Care should be taken that any C library functions that receive these buffers can also cope with arbitrary bytes within the buffer contents and are not expecting C strings. For instance, the C memcopy or memmove standard library functions can operate on arbitrary data, but strlen or strcpy both require a NULL-terminated buffer, and neither has a mechanism for encoding a NULL value within its contents.

Custom Heap Blocks

OCaml supports custom heap blocks via a Custom_tag that lets the runtime perform user-defined operations over OCaml values. A custom block lives in the OCaml heap like an ordinary block and can be of whatever size the user desires. The Custom_tag (255) is higher than No_scan_tag and so isn’t scanned by the GC.

The first word of the data within the custom block is a C pointer to a struct of custom operations. The custom block cannot have pointers to OCaml blocks and is opaque to the GC:

C

struct custom_operations {

char *identifier;

void (*finalize)(value v);

int (*compare)(value v1, value v2);

intnat (*hash)(value v);

void (*serialize)(value v,

/*out*/ uintnat * wsize_32 /*size in bytes*/,

/*out*/ uintnat * wsize_64 /*size in bytes*/);

uintnat (*deserialize)(void * dst);

int (*compare_ext)(value v1, value v2);

};

The custom operations specify how the runtime should perform polymorphic comparison, hashing and binary marshaling. They also optionally contain a finalizer that the runtime calls just before the block is garbage-collected. This finalizer has nothing to do with ordinary OCaml finalizers (as created by Gc.finalize and explained in Chapter 21). They are instead used to call C cleanup functions such as free.
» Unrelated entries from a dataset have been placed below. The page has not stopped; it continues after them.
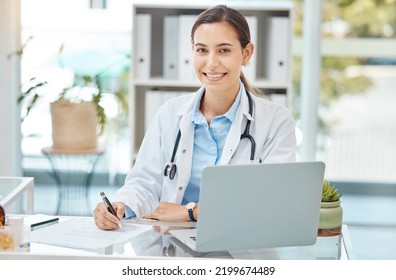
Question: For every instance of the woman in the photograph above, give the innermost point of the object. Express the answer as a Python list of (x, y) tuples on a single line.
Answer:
[(210, 122)]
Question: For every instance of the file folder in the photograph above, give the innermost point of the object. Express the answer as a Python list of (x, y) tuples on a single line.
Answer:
[(250, 69), (278, 46), (143, 46), (171, 47), (186, 68)]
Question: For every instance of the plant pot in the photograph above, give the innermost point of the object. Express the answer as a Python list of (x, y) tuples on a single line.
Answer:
[(74, 127), (330, 222)]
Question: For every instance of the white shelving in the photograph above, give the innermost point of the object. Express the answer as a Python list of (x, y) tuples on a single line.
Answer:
[(272, 71)]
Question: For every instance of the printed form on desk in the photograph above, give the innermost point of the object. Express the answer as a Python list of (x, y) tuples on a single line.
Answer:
[(82, 233)]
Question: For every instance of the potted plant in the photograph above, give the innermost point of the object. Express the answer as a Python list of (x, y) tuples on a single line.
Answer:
[(77, 115), (331, 212)]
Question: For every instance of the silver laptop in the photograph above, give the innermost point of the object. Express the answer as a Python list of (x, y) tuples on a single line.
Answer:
[(257, 206)]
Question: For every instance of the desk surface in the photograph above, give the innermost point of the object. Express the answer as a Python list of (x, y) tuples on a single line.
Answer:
[(154, 243)]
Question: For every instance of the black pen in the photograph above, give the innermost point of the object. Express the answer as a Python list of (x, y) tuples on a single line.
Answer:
[(110, 207), (44, 223)]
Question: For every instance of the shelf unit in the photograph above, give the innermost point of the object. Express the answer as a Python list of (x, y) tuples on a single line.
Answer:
[(152, 43)]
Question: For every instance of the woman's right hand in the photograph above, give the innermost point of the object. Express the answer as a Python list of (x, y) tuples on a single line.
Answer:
[(104, 219)]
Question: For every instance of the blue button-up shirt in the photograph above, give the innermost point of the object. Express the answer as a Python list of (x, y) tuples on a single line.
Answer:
[(208, 144)]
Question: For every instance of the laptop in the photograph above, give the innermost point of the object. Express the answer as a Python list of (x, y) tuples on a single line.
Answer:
[(256, 206)]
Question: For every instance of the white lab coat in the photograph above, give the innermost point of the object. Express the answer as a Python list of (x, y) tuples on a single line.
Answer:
[(272, 127)]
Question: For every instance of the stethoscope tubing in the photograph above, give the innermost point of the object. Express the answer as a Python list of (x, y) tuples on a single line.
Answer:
[(170, 169)]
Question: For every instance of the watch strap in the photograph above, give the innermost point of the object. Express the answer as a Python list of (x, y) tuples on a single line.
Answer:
[(191, 214)]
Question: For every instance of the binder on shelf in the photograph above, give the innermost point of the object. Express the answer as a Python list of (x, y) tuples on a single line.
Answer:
[(143, 46), (250, 69), (186, 68), (278, 46), (171, 47)]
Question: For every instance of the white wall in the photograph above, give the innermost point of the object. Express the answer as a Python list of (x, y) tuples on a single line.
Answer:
[(10, 140)]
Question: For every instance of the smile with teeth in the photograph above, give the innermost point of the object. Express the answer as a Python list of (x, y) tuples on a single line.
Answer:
[(214, 76)]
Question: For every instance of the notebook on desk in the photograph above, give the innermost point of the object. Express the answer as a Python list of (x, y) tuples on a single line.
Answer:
[(256, 206)]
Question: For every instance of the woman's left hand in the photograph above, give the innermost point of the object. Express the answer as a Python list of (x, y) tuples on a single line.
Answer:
[(169, 212)]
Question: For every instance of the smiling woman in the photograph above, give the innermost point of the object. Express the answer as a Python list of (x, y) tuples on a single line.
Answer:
[(203, 128)]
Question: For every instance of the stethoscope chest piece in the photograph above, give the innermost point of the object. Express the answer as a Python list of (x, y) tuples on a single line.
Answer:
[(170, 170)]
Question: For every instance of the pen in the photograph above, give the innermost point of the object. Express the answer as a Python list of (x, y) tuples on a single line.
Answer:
[(110, 207), (44, 222)]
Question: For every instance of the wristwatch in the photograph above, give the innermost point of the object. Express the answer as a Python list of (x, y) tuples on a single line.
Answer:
[(190, 207)]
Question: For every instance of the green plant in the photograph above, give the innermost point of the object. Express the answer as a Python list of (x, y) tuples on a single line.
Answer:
[(330, 193), (84, 88), (36, 88)]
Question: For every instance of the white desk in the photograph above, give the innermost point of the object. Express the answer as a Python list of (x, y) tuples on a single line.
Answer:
[(12, 189), (154, 245)]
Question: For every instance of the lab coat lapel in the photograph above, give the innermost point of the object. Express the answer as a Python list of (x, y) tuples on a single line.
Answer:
[(236, 129)]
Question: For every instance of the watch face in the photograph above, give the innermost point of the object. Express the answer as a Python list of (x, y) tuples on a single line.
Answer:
[(190, 205)]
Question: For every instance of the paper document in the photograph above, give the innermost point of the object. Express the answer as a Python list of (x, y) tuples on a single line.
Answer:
[(82, 233)]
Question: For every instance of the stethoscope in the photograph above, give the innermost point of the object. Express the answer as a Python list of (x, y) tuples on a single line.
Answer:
[(170, 169)]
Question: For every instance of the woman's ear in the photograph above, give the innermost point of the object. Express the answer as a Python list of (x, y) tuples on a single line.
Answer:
[(247, 53)]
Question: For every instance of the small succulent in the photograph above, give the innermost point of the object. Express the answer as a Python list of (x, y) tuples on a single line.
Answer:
[(330, 193)]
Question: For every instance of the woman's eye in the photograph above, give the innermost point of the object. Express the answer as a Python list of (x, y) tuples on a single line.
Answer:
[(200, 50), (225, 50)]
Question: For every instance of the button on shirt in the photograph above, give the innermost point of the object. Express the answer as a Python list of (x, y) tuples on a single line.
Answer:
[(208, 144)]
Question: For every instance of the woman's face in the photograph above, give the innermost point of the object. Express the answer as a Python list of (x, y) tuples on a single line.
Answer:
[(218, 57)]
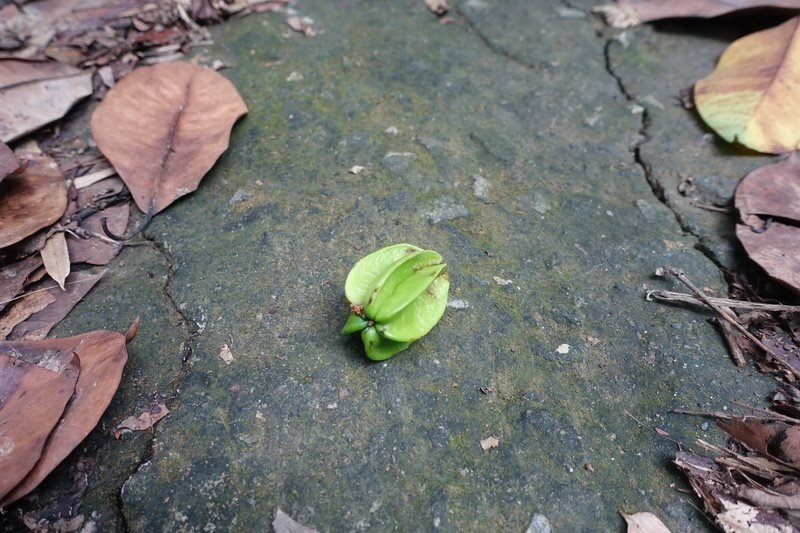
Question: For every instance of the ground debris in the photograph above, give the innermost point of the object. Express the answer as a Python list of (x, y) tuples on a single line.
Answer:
[(283, 523), (143, 421)]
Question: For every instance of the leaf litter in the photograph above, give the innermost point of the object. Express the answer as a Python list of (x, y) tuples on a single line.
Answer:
[(628, 13), (62, 208), (100, 357)]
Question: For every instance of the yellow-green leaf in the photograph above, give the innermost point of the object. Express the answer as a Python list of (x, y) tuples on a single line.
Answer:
[(753, 96)]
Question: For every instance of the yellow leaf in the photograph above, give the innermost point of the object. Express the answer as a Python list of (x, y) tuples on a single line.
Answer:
[(753, 96)]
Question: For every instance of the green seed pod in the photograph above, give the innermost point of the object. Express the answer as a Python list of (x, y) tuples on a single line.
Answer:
[(396, 296)]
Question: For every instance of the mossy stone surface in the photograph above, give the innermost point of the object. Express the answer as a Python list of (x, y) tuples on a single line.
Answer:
[(517, 95)]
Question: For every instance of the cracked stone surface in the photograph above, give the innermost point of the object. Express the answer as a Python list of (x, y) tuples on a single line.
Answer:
[(581, 212)]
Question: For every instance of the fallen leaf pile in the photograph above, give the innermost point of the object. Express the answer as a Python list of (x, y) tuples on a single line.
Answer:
[(67, 207), (755, 482), (53, 394), (627, 13)]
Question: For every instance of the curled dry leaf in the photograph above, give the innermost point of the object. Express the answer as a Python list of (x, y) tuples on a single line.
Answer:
[(32, 399), (55, 256), (753, 95), (627, 13), (38, 325), (8, 161), (767, 192), (14, 276), (22, 309), (644, 523), (144, 421), (31, 200), (163, 127), (35, 93), (102, 357)]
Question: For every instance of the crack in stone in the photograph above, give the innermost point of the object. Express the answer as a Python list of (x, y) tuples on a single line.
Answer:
[(491, 45), (644, 136), (191, 332)]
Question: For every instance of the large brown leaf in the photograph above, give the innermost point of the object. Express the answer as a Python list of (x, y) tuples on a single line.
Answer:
[(35, 93), (626, 13), (772, 191), (102, 356), (14, 277), (163, 128), (32, 400), (31, 200)]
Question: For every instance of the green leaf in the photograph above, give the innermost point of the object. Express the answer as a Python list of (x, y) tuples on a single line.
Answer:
[(408, 291), (379, 348), (354, 324), (419, 317), (402, 283), (363, 276)]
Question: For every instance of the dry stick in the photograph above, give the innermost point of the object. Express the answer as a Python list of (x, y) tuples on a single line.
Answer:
[(726, 315), (670, 296)]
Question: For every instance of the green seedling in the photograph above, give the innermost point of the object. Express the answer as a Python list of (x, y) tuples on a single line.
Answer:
[(396, 296)]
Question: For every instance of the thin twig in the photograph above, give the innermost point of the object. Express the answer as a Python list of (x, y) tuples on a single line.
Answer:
[(670, 296), (727, 315), (777, 416)]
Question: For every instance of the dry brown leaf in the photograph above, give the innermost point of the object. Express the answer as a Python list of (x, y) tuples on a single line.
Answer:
[(39, 324), (753, 95), (644, 523), (35, 93), (489, 442), (772, 191), (31, 200), (23, 309), (8, 161), (439, 7), (55, 256), (33, 400), (14, 277), (163, 128), (102, 356), (94, 250), (144, 421), (302, 25), (283, 523), (627, 13), (757, 435)]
Managing External Memory with Bigarray

A common use of custom blocks is to manage external system memory directly from within OCaml. The Bigarray interface was originally intended to exchange data with Fortran code, and maps a block of system memory as a multidimensional array that can be accessed from OCaml. Bigarray operations work directly on the external memory without requiring it to be copied into the OCaml heap (which is a potentially expensive operation for large arrays).

Bigarray sees a lot of use beyond just scientific computing, and several Core libraries use it for general-purpose I/O:

Iobuf

The Iobuf module maps I/O buffers as a one-dimensional array of bytes. It provides a sliding window interface that lets consumer processes read from the buffer while it’s being filled by producers. This lets OCaml use I/O buffers that have been externally allocated by the operating system without any extra data copying.

Bigstring

The Bigstring module provides a String-like interface that uses Bigarray internally. The Bigbuffer collects these into extensible string buffers that can operate entirely on external system memory.

The OCaml library isn’t part of Core but provides the recommended interfaces to the widely used BLAS and LAPACK mathematical Fortran libraries. These allow developers to write high-performance numerical code for applications that require linear algebra. It supports large vectors and matrices, but with static typing safety of OCaml to make it easier to write safe algorithms.